NEW YORK — The General Accounting Office criticized the National Assn. of Securities Dealers on Thursday for lax enforcement of a new law designed to prevent penny stock abuses.

GAO investigators, in a study commissioned by Congress, found that the NASD files away large numbers of customer complaints without investigation, often fails to refer suspected criminal activity to law enforcement agencies and doesn't adequately monitor the branch offices of penny stock firms.

From 1988 to 1991, the report says, the NASD brought more than 200 disciplinary cases against brokers who sell penny stocks, which are low-priced shares in small firms.

But the investigators said that when the industry group finds wrongdoing by stockbrokers--who have often been accused of misleading investors and manipulating prices in penny stocks--it most often responds with "informal" disciplinary measures that are never disclosed to the public.

The study was requested last summer by the House subcommittee on telecommunications and finance, partly in response to a series of articles in The Times. The series found that the NASD was secretive about brokers with bad records and that the NASD and New York Stock Exchange were slow to act against those who habitually cheated customers.

Rep. Edward J. Markey (D-Mass.), chairman of the subcommittee, sent a letter Thursday demanding that the NASD respond to the deficiencies outlined in the report.

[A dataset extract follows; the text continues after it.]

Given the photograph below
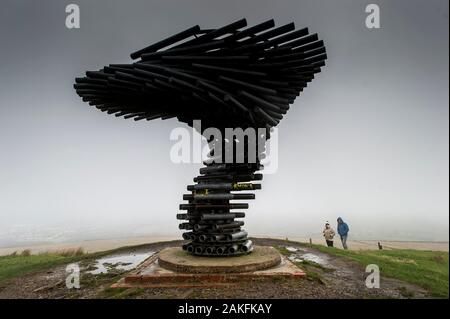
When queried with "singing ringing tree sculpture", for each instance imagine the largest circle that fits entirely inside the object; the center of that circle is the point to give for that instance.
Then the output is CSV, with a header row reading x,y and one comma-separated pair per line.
x,y
229,77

John Pinto, the association's executive vice president for regulation, said he received both the GAO report and Markey's letter late Thursday and hadn't had a chance to examine them in detail.

But he took strong exception to some of the findings. According to Pinto:

* The NASD lately has stepped up its investigation of penny stock firms' branch offices.

* The group in recent years has taken only formal disciplinary action against penny stock firms, all of which is disclosed to the public.

* NASD's policy is to cooperate with state and federal prosecutors.